The novella Book of Iron is Elizabeth Bear’s prequel to her novella Bone and Jewel Creatures about Bijou the artificer. Bijou creates beautiful jeweled creatures by animating bones. I haven’t read Bone and Jewel Creatures but Terry and Stefan loved it, and the publisher promises that Book of Iron can stand alone, so there was no way I was passing on my review copy to Terry without reading it first.
Bijou works for her friend Salih, the second prince of Messaline. Another wizard, a necromancer named Kaulas, rounds out the trio of friends and adventurers and, at least for the moment, is Bijou’s lover. When another group of wizard adventurers comes to Messaline on a quest, Bijou, Prince Salih and Kaulas insist on accompanying them, partly for the excitement and partly to protect their land from these unknown magicians.
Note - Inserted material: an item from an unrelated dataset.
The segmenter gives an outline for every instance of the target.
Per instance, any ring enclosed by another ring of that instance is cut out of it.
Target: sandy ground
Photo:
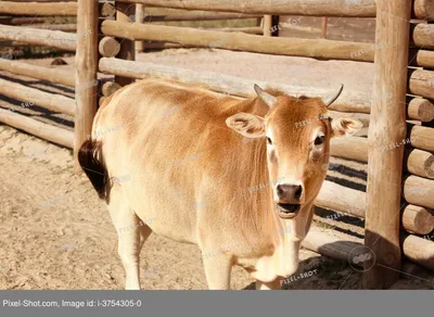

And thus we go off on a journey through a deadly nighttime desert and a dangerous series of underground caves and caverns.
Book of Iron is a charming story full of wonderful creatures, fascinating magic, beautiful scenery and lovely prose. I was intrigued by the setting — a world that feels ancient but contains at least a bit of modern technology. I want to see more of Bear’s world, but I especially want to see more of Bijou’s artificing and I wanted to know about her relationship with Prince Salih and the necromancer Kaulas (I understand this relationship eventually goes sour and contributes to the conflict in Bone and Jewel Creatures when Bijou is much older).
I was able to thoroughly enjoy Book of Iron without reading Bone and Jewel Creatures, but now I regret letting that novella pass me by a few years ago. I will remedy that situation immediately.